Ce qui est pire que l’achat des fonctions publiques ou le rôle de la faveur dans les examens, ce sont les matières mêmes sur lesquelles portent ces examens. On ne s’y occupe que de littérature et de scolastique, de l’étude des classiques chinois. Les œuvres de Confucius forment la base des connaissances exigées, celles de ses disciples, de Mencius et d’autres philosophes vieux de 2000 ans, et toute la masse des anciennes annales viennent s’y ajouter. Ce sont des centaines de volumes que les candidats doivent savoir à peu près par cœur, car la mémoire est la seule chose que l’on cherche à exercer.
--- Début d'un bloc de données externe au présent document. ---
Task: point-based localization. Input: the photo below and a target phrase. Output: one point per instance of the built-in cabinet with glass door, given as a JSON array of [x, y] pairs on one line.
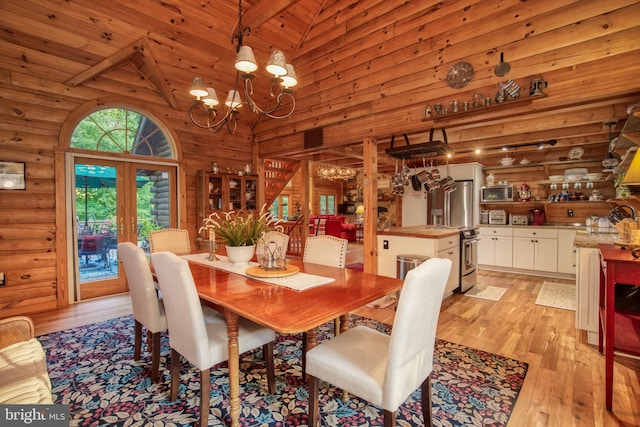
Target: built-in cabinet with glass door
[[220, 192]]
A certaines questions il faut répondre uniquement par des citations textuelles ; lors même que cela n’est pas obligatoire, il convient d’émailler sa composition d’un grand nombre de ces citations. Quant au beau style, il consiste surtout à choisir, de temps à autre, parmi les 60 000 caractères qui composent l’écriture chinoise[1] et représentent chacun un mot, des signes presque inconnus qui ne se trouvent que dans quelque recoin caché d’un vieil ouvrage au lieu d’employer leurs synonymes usuels. Aussi tout l’effort de l’instruction préparatoire consiste à faire apprendre aux malheureux candidats le plus grand nombre possible de caractères, en même temps que le plus grand nombre possible de citations de classiques. Aucun Chinois, croyons-nous, ne connaît tous les caractères de sa langue, mais aussi, d’autre part, aucun ne les ignore tous : c’est une des curiosités de ce pays que chacun y sait plus ou moins lire et écrire, mais personne complètement. Les plus pauvres diables connaissent quelques

  1. On sait que l’écriture chinoise se compose de signes idéographiques dérivés originellement de dessins représentatifs des objets.